I awake in my cot. Staring at the ceiling inside the stale room. My wrists are bound to the bed with cuffs.
After days of torment I don’t fear anymore. I just let them do what they want to me. Let them make me see what they want me to see. A little girl walks out of the corner. She is about six years, her eyes dark. Her face is pale and riddle with sores and pox. Probably from whatever killed her. “Are you hurt,” she says. “It's not safe here.” I whisper. “Curious.. then why are you here?” she asks, and disappears. But, she takes the demons with her. For two days I stare at the ceiling, only being unchained to eat or use the bathroom. Being fed various medicines that just made that day feel blurry or made me fall asleep. Has it been 2 days?
Finally, the door opens, and it's my Jim. He stares at me with a worried frown. Running his fingers
through my hair, he says, “How's the world of Amelia Rose?” A young pouty looking nurse begins to free my hand and I tackle hug him with my one free arm. “Doctors say you are doing better. That I can take you home now..” Tears stream down his face. “God I miss you baby.” But I shed none. My face blankened by medication and the last 6 months of my life.
"Gracie is with my mom,” he says on the way to the car. “I figured you might want to get a shower and
stuff first.” His recently crying face looks only at the ground, shielded from the vision of myself and others. As we get in the car I hold his hand and lay my head on his shoulder. I just never want to let go. We took a shower together. I ran my hands over his body mesmerized by the way the water beads off of it. My Adonis, I love his skin. Under the warm water I laid my body against his, so mentally tired, wishing he could just take it all away. And with a kiss, he did. I got lost in him and his touch, and the warm water.
Finally home, I laid rest all my troubles. Everything was right again.
That night when Loretta brought Gracie home she apologized for her being so late. Saying she wanted to give me a “little period to adjust.” But Gracie ran into my arms. My sunshine, nothing could be wrong when I have her. I held her the rest of the night and she told me about her tv shows and school. I fell asleep with her snuggled happily between me and Jim. I’d never felt so safe. No shadows. No demons.
That night I dreamt a million horrors. The last or which I woke up in a field. The small purple, orange,
and yellow flowers swayed in the breeze. My Gracie runs through them, twirling in circles. She wore a small white dress I remember sitting myself in our.. cabin? I turn to see the small wooden cabin behind me that seems eerily familiar. It looks like a cottage. With the framed windows and porch I remember painting with James? I hear horses fastly closing feet in the distance. “Run!” A voice says in my head as the ever familiar fear rises up in my chest. “Hide her!” I run as fast as my feet will fly to Gracie, who looks back at me terrified. I hide her in the small, almost empty grain barrell outside our house. Pleading with her not to make a sound and run as the hundred horses and villagers stampede out of the nearby trees. They carry torches and rifles. “Burn the witch!” “Get her!” Witch?

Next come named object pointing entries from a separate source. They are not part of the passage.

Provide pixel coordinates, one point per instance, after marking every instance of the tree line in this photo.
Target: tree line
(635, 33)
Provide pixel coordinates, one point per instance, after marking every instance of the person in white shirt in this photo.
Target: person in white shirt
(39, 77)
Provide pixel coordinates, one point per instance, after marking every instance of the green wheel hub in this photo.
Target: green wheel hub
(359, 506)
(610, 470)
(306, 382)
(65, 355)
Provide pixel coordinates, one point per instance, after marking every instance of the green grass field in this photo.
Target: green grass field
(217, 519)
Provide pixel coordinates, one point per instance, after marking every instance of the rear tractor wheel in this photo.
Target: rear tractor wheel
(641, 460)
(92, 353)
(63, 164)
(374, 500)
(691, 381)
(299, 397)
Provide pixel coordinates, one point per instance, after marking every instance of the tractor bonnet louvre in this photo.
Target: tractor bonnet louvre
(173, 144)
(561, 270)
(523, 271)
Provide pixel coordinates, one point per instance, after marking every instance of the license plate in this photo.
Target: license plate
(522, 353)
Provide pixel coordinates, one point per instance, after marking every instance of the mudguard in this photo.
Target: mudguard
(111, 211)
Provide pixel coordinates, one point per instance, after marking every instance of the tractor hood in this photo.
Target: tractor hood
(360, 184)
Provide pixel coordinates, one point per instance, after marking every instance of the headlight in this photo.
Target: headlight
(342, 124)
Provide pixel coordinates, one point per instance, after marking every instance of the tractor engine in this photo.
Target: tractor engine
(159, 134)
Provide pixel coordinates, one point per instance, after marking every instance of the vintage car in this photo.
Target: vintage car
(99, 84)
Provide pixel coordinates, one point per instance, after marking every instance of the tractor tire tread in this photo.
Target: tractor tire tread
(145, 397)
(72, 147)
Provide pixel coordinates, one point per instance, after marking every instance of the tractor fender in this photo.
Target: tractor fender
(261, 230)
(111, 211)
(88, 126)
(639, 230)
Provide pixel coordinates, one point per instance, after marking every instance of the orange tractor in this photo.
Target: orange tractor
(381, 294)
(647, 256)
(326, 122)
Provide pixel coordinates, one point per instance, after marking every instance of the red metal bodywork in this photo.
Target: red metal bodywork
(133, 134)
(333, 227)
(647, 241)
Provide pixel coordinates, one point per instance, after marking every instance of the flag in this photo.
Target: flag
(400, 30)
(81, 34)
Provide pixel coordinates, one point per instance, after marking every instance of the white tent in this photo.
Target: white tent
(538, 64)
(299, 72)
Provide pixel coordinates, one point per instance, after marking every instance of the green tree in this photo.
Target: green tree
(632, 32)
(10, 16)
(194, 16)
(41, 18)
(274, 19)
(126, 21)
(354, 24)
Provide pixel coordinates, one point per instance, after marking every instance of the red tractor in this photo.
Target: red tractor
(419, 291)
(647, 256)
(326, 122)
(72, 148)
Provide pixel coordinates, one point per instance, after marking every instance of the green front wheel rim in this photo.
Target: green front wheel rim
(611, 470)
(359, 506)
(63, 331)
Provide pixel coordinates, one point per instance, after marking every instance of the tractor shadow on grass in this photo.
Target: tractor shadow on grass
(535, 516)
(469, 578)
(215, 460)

I try to lead them away into the woods, but as I reach the tree line I am pelted in the back of the head with a rock. Knocked off my feet I fall to the ground. Blood soaks into the earth.
The men quickly tie me to the tree I was running to for shelter, building a fire at my feet as they go. I get
hit, punched, and spit on. The fire burns, starting at my feet and moving up my legs. The white-searing pain blurs my vision as the flesh melts off my bones.
Amidst all the shouting and chanting I hear my Gracie scream. They found her. They burn us both.
My eyes open to Gracie in my entire vision, squishing my face to resemble a fish. She kisses my face and
insists we go make pancakes for daddy together. It must be Saturday. Before long she has me laughing with her, and all is forgotten.